Equine Herpes Virus Outbreak – latest news

Following numerous phone calls into the office regarding the recent EHV (EHV-1) outbreak in Hampshire I wanted to give owners a little more information regarding EHV infection and prevention/control.

What we know

There has been an outbreak of Equine Herpes Virus at Crofton Manor, near Stubbington in Hampshire. This was the neurological form of the disease and sadly has caused 4 fatalities so far. A number of other horses were tested and around 10 were confirmed to be positive. There was also a positive case at a local hospital where the horse was treated and recovered. There was a suspected case in Oxfordshire but this has come back negative for EHV.

How is it spread?

The disease is mainly spread by direct contact, either horse to horse or through the environment. There is thought to be some airborne transmission but not to the degree of the Equine Influenza virus.

What are the symptoms?




High Temperature(over 38.5C)

Nasal Discharge

Limb swelling

Ataxia (weakness or wobbliness)


There is a vaccine commercially available for the management of Equine Herpes Virus. However, there is no evidence of effectiveness against the neurological part of the disease. The vaccine can take several weeks after the 2nd booster to provide any protection and so it would take a minimum of 6 weeks from today before it had any effect. The vaccine would then need to be given every 6 months. The problem with vaccination is that it affects testing for the disease as these horses would show as positive on any blood tests. In the event that a complete yard decided to vaccinate then theoretically it could reduce the duration of virus shedding. There are concerns that vaccinating horses under viral challenge could potentially worsen the clinical symptoms.

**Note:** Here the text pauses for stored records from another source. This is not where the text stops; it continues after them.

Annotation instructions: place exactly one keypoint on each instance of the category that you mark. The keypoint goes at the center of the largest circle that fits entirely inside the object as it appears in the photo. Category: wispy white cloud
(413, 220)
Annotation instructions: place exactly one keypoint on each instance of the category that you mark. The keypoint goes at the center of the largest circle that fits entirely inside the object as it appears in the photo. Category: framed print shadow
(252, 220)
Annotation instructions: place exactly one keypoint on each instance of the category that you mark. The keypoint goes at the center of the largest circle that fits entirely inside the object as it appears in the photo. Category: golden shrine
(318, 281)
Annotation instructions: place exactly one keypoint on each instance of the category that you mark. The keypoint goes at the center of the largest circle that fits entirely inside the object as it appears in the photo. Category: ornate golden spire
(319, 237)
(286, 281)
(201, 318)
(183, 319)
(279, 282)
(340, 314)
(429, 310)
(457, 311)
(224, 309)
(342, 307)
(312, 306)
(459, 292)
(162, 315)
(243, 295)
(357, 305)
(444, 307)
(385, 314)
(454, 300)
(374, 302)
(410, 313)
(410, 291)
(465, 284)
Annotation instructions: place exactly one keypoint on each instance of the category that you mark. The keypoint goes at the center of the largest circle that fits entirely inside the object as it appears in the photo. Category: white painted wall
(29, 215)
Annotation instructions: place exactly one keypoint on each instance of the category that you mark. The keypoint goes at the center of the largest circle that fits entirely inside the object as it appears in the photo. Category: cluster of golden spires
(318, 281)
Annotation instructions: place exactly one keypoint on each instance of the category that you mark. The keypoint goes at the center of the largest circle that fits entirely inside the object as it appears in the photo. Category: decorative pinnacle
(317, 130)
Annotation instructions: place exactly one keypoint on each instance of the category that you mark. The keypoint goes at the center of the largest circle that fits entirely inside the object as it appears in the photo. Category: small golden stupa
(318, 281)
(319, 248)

So on the basis of the above Sound Equine are not at present recommending blanket EHV vaccinations – but owners can decide on an individual basis whether they wish to start vaccination.

What can we do?

  1. Be vigilant

Monitoring for the above symptoms and contacting us if you are worried

Keep an eye on this Facebook page and the wider press

  1. Biosecurity

Reduce unnecessary movement of personnel onto and off yards.

Ensure that any vets, farriers or paraprofessionals (eg dental techs) are complying with basic biosecurity.

Reduce any direct contact between horses when outside the yard

Don’t travel to any of the affected areas

Competing/leaving the yard

This is a difficult one to answer as it is still early in the disease outbreak to know for sure and any advice is subject to change. Obviously with an infectious disease such as EHV the more cross contact between horses then the more risk there is to further outbreaks. However, the risks are low at present outside the affected area and owners can still move around at their own risk. Just be sensible, minimise the risks and monitor for further updates.